In 1982, Walter Forbes was a full-time student at Michigan’s Jackson Community College with dreams of owning a real estate development firm after graduating.
Sadly, those dreams would never come to fruition because Walter would end up behind bars for 37 years over a crime he did not commit.
The event that changed Walter’s life forever happened that same year when he broke up a fight at a bar one night.
According to court documents, one of the men involved in the fight, Dennis Hall, shot Walter the next day.
On July 12, 1982, Hall died in an apartment fire that appeared to be deliberately set.
Because of Walter’s altercation with Hall, police considered him a suspect in the arson and later arrested Walter at his home.
In May 1983, Walter was convicted of murder and arson and sentenced to life in prison.
Walter would spend the next 37 years of his life in prison.
On November 20, 2020, at age 63, Walter finally became a free man again after evidence surfaced that the fire may have been part of an insurance fraud scheme orchestrated by the apartment building owner, which led to a retrial.
Key evidence used to convict Walter was Annice Kennebrew’s testimony saying she saw Walter and two other men burn down the two-story house.

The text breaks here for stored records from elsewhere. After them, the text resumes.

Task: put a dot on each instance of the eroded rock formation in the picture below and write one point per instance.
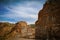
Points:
(48, 23)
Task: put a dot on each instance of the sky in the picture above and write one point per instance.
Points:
(20, 10)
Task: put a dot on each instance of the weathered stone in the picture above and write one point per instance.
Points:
(48, 23)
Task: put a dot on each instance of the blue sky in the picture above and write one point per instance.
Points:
(20, 10)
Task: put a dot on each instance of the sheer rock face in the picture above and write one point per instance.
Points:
(48, 23)
(21, 28)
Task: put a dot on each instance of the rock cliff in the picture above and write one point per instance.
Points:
(48, 23)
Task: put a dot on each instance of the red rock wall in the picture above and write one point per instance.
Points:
(48, 23)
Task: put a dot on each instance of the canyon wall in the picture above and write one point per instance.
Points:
(48, 23)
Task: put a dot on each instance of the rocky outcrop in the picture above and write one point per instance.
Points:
(48, 23)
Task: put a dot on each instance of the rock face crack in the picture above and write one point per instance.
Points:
(48, 23)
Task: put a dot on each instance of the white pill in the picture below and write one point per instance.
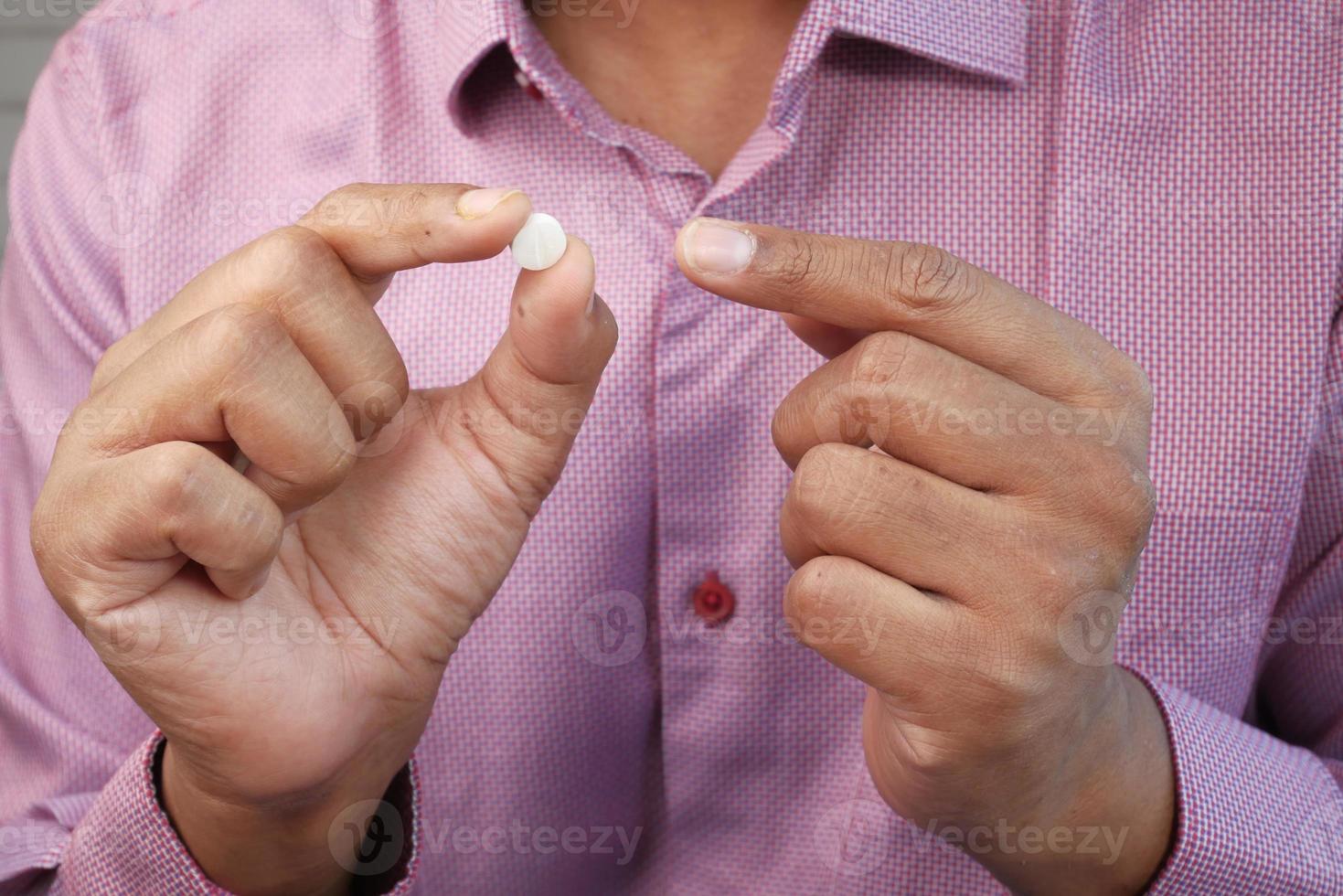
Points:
(540, 243)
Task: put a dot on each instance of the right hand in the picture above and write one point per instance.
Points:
(386, 516)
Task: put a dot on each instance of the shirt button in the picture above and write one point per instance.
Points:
(713, 601)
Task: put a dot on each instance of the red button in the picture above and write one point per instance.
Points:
(713, 601)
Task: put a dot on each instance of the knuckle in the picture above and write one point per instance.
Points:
(114, 360)
(812, 590)
(292, 252)
(237, 334)
(879, 359)
(341, 205)
(818, 478)
(798, 261)
(172, 475)
(925, 277)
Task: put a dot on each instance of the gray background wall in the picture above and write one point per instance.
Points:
(28, 28)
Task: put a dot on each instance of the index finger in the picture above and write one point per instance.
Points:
(922, 291)
(323, 275)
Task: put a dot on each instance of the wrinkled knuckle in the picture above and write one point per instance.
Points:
(922, 277)
(293, 254)
(114, 360)
(174, 477)
(338, 205)
(879, 359)
(818, 478)
(1139, 511)
(798, 261)
(237, 334)
(812, 590)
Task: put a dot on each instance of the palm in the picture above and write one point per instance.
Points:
(371, 592)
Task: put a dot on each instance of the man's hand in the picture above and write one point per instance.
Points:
(275, 546)
(1007, 492)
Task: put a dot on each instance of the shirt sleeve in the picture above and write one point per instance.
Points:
(80, 807)
(1259, 801)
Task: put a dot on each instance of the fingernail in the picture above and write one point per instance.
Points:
(478, 203)
(715, 248)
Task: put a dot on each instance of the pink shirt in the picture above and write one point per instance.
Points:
(1170, 174)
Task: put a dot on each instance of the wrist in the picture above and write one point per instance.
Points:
(1107, 822)
(278, 847)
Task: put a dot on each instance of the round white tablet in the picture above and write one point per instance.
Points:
(540, 243)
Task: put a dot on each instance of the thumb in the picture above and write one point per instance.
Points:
(528, 402)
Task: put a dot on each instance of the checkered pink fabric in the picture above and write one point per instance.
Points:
(1167, 172)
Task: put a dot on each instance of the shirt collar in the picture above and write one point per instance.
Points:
(985, 37)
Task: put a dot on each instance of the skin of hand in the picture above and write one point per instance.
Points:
(953, 492)
(384, 516)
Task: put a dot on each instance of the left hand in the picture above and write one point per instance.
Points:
(1008, 493)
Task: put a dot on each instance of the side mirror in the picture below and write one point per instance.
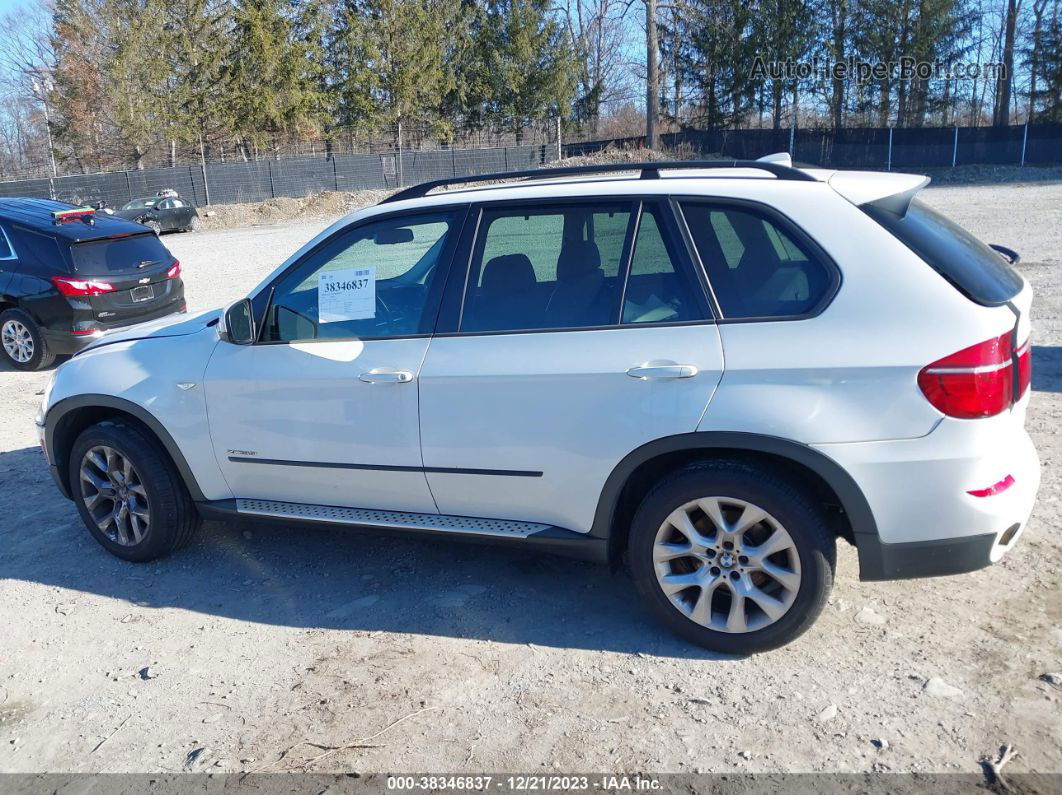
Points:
(238, 324)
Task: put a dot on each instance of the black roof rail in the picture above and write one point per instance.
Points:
(649, 171)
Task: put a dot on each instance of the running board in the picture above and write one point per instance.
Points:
(390, 519)
(466, 529)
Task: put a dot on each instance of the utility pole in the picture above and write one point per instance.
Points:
(652, 76)
(43, 89)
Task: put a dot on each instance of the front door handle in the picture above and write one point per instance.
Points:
(386, 375)
(646, 372)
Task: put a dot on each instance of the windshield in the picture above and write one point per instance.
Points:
(140, 204)
(119, 256)
(975, 270)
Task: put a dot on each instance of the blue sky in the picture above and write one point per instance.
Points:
(6, 6)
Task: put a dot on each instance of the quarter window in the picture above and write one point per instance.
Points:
(755, 266)
(372, 281)
(546, 268)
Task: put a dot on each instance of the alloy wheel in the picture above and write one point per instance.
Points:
(726, 564)
(115, 496)
(17, 341)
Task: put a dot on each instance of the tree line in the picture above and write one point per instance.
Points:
(114, 84)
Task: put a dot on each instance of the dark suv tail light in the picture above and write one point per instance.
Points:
(977, 381)
(73, 288)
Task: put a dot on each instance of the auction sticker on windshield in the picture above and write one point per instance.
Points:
(347, 295)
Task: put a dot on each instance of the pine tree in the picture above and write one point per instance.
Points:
(531, 64)
(268, 91)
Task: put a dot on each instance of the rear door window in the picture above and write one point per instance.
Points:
(547, 268)
(119, 256)
(658, 290)
(6, 251)
(976, 271)
(756, 265)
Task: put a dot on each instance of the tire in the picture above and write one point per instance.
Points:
(712, 616)
(21, 343)
(158, 493)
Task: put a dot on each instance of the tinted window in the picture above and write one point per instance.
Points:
(119, 256)
(755, 266)
(974, 269)
(139, 204)
(38, 255)
(657, 291)
(546, 268)
(370, 281)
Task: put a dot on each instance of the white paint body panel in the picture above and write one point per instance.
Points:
(555, 402)
(305, 402)
(918, 488)
(147, 373)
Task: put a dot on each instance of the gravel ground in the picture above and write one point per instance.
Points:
(230, 654)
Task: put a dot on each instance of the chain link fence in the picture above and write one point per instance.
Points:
(296, 176)
(258, 180)
(869, 148)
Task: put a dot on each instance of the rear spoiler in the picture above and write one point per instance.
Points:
(892, 192)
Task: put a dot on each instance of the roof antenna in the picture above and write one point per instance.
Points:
(783, 158)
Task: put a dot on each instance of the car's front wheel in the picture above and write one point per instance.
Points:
(731, 556)
(129, 493)
(21, 342)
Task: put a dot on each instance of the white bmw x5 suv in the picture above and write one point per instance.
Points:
(707, 372)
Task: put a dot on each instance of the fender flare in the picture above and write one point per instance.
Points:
(53, 422)
(849, 494)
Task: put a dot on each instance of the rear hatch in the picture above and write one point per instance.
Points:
(140, 272)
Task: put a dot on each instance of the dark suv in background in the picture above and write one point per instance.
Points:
(68, 275)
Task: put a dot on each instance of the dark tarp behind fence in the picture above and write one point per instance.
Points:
(870, 148)
(258, 180)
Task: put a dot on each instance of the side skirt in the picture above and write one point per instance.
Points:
(516, 534)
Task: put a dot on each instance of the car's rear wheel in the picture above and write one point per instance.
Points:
(733, 557)
(129, 493)
(21, 342)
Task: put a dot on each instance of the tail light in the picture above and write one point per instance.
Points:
(1024, 355)
(82, 288)
(977, 381)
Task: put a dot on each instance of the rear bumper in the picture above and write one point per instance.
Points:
(927, 522)
(61, 341)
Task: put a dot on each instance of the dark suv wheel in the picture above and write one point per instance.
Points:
(731, 556)
(20, 340)
(129, 493)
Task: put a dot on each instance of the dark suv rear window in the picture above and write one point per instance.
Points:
(975, 270)
(118, 256)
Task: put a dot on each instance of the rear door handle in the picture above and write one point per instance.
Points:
(387, 375)
(646, 372)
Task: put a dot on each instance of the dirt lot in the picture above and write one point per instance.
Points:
(228, 655)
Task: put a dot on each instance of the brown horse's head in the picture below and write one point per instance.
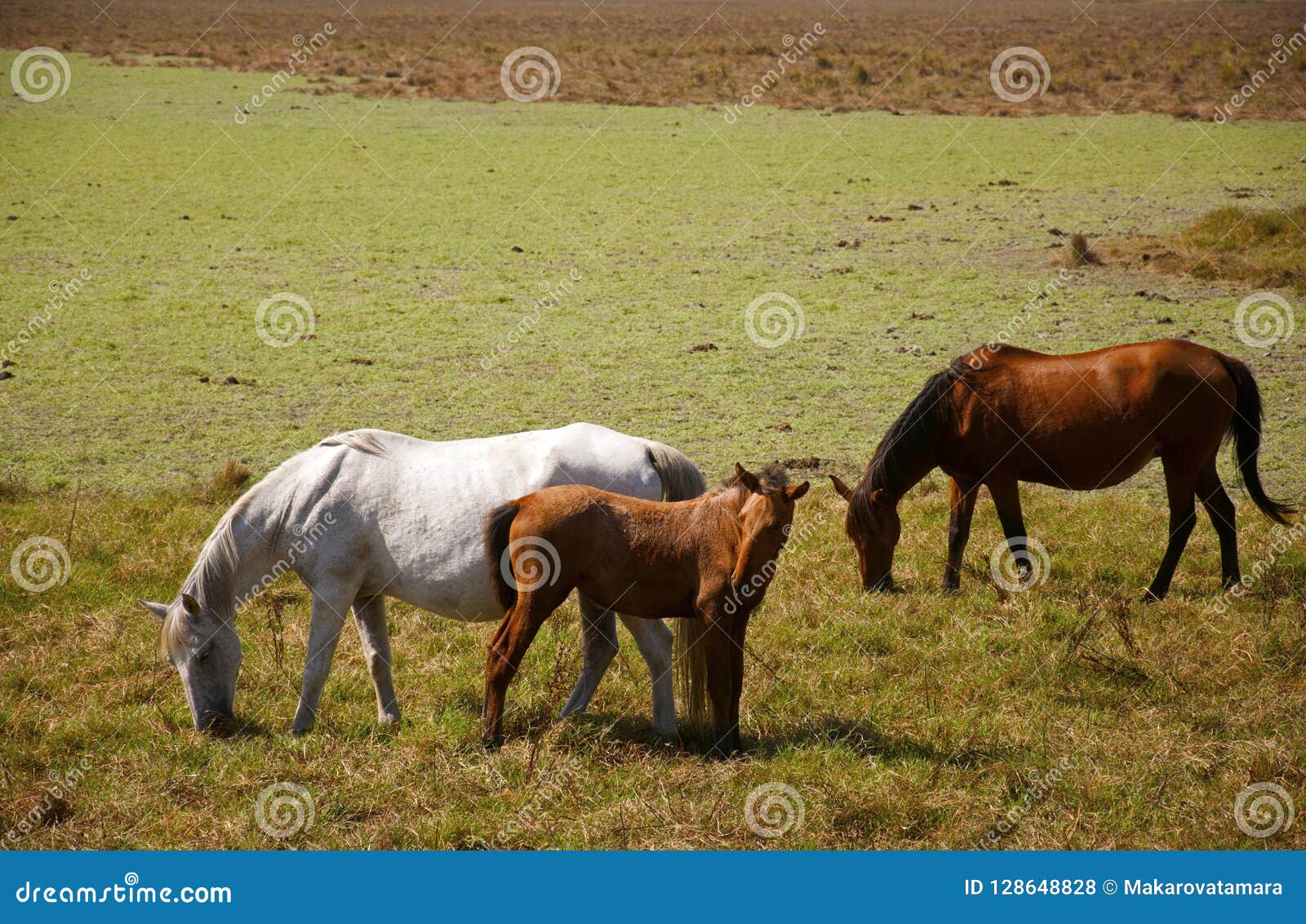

Due to discrepancies in Kennebrew’s testimony, one of the three men had the charges against him dismissed after he passed a polygraph test. The other man was also acquitted due to discrepancies.
Walter was the only one convicted, most likely because of his connection to the man who was killed in the fire.
According to court documents, in 2017, Kennebrew, (whose last name was Gibson in 1982) admitted that she lied during her testimony and that she never saw Walter at the scene of the fire.
After a judge granted an evidentiary hearing in February 2020, Kennebrew testified “that she had falsely implicated Mr. Forbes because she had been intimidated into doing so by two local men who knew her from around the neighborhood and who had threatened to harm her and her family,” court documents said.
The judge said that a witness who knowingly lied under oath could be charged with perjury, however the statute of limitations for the crime is generally six years.
The apartment building’s owner, David Jones, was convicted in a separate arson in Livingston County, Michigan, in 1990.
According to court documents, a man died in that fire as well. Two people who admitted to conspiring with Jones to set fire to the building in 1990 told police they were aware of Jones’ role in the 1982 fire.
Jones died a few years before the Michigan Innocence Clinic took on Forbes’ case in 2010.
“I don’t hold contempt for the people who lied to convict me,” Forbes said. “The reason is selfish: I wasn’t going to allow them to destroy me.
“If I didn’t forgive, it wouldn’t be detrimental to them, it would be detrimental to me.”
A GoFundMe has been created in efforts to help him get back on his feet, which has so far raised almost $10,000.